Die Eisbaer LT Aurora CPU AIO Wasserkühlung bietet dank dem Vollkupferradiator eine extrem gute Kühlleistung. Die verwendeten Komponenten kommen aus dem klassischen DIY-Wasserkühlungsbereich und werden auch zum größten Teil bei den...




					www.aquatuning.de
				




Die AIOs von Alphacool sind im Grunde vormontierte custom Waküs, weil alle Bestandteile aus dem Bereich der custom Wasserkühlung kommen und auch alle einzeln gekauft und jederzeit ausgetauscht werden können. Selbst die Pumpe kann nach einem defekt nachgekauft und selbst ausgetauscht werden.


----------



## volcom2 (11. März 2022)

@IICARUS 
Danke für Deinen ausführlichen Thread. Bei der Kraken steht aber auch Kühlkörpermaterial Kupfer. Oder bezieht sich das nicht auf den Radiator an sich?

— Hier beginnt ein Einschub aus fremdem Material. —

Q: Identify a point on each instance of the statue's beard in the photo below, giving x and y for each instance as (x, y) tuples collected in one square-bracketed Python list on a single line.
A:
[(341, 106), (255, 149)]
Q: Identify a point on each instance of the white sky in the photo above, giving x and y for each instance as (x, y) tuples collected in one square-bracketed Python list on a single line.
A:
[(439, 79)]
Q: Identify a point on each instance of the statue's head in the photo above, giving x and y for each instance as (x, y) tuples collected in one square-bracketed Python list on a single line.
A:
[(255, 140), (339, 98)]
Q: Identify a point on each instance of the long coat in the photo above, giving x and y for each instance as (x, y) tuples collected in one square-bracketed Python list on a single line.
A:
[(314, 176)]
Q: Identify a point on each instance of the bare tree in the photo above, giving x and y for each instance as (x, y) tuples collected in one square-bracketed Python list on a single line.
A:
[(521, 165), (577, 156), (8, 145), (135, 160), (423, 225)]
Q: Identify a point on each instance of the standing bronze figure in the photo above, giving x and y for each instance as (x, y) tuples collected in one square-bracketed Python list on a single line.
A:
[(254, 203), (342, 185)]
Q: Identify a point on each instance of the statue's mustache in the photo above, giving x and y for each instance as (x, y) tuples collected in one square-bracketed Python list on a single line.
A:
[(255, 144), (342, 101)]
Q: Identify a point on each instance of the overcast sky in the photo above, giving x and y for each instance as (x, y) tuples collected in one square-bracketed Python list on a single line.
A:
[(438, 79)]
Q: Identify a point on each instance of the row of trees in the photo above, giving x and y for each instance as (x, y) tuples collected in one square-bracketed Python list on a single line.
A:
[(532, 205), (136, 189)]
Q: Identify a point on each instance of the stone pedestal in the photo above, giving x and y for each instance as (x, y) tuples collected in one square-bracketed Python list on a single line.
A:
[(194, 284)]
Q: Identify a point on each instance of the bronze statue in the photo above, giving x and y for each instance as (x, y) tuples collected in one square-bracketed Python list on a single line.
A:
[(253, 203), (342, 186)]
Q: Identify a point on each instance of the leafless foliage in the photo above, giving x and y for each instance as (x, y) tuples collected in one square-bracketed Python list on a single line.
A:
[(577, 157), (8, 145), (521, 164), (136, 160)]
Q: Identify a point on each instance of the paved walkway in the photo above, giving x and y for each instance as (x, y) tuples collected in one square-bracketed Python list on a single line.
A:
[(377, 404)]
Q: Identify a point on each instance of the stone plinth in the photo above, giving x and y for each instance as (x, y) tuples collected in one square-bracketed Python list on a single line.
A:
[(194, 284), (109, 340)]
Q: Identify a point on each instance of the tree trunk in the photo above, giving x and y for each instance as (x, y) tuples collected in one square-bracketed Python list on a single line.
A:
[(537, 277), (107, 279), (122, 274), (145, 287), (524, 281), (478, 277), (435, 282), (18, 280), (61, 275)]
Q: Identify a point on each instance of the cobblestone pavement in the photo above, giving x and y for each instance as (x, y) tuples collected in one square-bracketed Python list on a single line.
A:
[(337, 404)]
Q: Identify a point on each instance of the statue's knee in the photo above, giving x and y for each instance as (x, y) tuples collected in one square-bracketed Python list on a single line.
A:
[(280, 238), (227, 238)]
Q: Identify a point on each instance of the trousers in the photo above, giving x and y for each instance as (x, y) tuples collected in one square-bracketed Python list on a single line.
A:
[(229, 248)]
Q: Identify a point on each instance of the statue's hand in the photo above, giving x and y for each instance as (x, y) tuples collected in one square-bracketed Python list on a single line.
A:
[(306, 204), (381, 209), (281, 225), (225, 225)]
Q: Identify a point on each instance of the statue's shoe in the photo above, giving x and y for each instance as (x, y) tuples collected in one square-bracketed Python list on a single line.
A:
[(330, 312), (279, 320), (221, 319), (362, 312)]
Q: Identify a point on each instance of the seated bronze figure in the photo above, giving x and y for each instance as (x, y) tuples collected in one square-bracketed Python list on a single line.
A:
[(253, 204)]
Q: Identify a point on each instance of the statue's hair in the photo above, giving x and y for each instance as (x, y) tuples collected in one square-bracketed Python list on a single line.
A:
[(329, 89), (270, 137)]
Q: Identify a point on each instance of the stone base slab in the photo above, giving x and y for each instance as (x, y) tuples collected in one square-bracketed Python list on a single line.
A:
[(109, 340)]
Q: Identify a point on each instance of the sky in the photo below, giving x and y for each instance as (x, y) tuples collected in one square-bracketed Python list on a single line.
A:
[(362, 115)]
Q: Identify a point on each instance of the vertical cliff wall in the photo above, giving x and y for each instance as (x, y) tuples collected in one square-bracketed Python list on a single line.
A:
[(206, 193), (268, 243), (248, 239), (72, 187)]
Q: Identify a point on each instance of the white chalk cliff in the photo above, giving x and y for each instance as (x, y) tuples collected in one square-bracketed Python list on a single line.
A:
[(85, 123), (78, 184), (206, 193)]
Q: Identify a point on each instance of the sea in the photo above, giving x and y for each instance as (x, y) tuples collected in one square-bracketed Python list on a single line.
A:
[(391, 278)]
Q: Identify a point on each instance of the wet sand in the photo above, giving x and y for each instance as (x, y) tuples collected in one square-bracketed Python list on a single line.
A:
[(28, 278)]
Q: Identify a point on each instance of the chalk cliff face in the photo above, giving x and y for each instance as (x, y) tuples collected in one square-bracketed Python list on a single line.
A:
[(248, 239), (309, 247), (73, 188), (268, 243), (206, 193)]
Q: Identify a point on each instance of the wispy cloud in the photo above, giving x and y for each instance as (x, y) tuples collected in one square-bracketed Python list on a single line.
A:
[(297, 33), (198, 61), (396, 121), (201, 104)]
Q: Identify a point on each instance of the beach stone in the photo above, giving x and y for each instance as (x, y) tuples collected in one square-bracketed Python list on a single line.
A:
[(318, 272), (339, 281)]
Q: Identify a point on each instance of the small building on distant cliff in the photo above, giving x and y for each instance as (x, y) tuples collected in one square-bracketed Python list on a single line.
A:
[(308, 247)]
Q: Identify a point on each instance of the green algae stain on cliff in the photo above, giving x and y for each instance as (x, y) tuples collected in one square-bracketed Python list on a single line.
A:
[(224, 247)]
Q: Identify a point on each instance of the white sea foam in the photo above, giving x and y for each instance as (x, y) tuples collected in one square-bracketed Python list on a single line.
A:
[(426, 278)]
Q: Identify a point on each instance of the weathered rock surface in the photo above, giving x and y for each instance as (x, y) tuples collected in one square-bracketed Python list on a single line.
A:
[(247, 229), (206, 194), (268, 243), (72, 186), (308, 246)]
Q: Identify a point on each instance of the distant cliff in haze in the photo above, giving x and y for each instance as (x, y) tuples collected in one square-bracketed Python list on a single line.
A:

Ich werd mir die Facts der WaKü mal im Detail ansehen! Danke!


----------



## psalm64 (11. März 2022)

IICARUS bezieht sich auf Kühlkörper + Radiator.
Die sind idealerweise beide aus Kupfer.

Bei ausgewählten NZXT hast Du im Gegensatz zu viele anderen Herstellern allerdings den Vorteil, das Du 6 Jahre Garantie hast.
Ist halt die Frage, hat man Lust, sich nach 3-5 Jahren mit einer Reklamation zu beschäftigen, die einem die Meisten androhen, die sich mit Thema befassen. 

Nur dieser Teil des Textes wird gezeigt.